Kentish Express Ashford & District
Rural sector suffers downturn
The rural sector in Kent suffered a decline in turnover last year as supermarkets squeezed prices on suppliers – but improved profits as technology reduced labour costs.
Revenues in agriculture and horticulture across the county fell 6% to £476 million last year despite a 23% boost to EU subsidies to about £44.4 million following the fall in the value of sterling.
Turnover is down 18% since 2013, according to research by pressure group Rural plc Kent.
The rural sector in Kent suffered a fall in turnover last year.
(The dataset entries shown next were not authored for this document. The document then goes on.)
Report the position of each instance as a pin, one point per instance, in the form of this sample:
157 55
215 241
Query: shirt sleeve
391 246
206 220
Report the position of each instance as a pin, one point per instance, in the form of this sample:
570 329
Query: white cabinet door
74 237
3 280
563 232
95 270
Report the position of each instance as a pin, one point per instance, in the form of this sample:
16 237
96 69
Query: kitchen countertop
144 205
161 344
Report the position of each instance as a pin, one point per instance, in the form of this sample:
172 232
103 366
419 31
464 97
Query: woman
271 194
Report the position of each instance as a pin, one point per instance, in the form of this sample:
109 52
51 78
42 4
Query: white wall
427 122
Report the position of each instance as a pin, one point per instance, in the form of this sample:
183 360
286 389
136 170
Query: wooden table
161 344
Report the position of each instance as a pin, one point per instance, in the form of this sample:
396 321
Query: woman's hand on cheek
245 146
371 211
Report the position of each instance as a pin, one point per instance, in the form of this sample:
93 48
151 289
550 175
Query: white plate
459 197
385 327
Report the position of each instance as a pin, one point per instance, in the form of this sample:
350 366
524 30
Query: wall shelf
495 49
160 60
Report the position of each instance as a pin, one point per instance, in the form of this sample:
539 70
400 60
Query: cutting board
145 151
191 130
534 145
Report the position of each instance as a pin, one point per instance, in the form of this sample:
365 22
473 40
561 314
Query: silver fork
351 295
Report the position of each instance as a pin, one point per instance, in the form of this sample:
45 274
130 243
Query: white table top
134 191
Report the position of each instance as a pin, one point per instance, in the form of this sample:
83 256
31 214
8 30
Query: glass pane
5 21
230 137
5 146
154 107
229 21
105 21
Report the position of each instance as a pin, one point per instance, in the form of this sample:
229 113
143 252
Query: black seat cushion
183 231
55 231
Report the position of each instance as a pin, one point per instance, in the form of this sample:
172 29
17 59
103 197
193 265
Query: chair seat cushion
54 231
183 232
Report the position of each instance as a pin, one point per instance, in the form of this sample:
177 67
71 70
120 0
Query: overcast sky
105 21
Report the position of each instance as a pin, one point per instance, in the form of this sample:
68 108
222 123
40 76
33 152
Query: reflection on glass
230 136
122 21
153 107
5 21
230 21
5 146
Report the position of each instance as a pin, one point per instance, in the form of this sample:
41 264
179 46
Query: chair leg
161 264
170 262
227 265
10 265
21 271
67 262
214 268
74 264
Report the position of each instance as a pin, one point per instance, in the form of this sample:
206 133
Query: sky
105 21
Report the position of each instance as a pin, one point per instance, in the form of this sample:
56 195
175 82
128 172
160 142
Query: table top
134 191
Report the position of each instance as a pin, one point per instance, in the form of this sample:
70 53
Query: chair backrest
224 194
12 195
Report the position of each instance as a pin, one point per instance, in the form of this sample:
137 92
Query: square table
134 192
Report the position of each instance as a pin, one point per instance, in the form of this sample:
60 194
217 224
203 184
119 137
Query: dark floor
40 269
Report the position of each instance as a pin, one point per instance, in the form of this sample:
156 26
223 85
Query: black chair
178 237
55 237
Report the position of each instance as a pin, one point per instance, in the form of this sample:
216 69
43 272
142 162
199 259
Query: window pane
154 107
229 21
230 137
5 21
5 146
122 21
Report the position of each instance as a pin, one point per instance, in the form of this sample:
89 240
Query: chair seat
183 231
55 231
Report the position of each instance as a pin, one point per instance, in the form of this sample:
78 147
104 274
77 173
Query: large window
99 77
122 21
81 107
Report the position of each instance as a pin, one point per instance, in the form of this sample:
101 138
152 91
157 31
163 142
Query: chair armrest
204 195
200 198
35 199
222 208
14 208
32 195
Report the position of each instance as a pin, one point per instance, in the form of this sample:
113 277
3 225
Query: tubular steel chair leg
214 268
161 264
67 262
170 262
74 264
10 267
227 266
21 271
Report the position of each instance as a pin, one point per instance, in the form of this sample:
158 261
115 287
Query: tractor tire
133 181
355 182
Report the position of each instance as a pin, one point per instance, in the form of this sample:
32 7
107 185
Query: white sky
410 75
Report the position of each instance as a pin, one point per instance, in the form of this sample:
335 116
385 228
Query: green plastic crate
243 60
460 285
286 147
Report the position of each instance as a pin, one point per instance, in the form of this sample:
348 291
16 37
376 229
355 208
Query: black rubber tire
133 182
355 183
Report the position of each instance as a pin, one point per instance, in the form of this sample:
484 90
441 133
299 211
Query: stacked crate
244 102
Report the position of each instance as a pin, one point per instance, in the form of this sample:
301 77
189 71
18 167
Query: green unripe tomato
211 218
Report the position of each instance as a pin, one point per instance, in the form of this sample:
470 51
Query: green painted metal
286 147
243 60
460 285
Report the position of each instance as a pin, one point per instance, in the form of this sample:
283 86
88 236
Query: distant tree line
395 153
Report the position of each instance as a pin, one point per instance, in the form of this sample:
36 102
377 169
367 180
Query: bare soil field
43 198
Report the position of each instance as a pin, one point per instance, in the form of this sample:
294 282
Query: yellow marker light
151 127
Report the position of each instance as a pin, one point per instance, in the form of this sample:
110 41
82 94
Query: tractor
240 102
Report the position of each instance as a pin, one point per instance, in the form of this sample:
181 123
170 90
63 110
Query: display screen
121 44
Director Mark Lumsdon-Taylor, who is deputy chief executive and principal of Hadlow Group, said: “Prices are being squeezed. The rate of return suppliers have had have been less positive over the last year than the year before.
“Supermarkets have been applying a price squeeze on their suppliers over the last 12 months.”
He also blamed the fall in turnover on a consolidation in the rural market “principally in the arable farming industry”. “The dairy sector went through that a few years ago when the price more than halved,” he added.
Despite the drop in income, the rural sector nearly doubled pre-tax profits to £55.1 million compared to 2016, although it is still less than half the £142.3 million surplus of 2013.
This came as the sector reduced costs. Rural plc Kent chairman Mike Bax said: “Costs were down due to reduced food and fertiliser prices but also because businesses have been forced to get leaner and meaner every year.”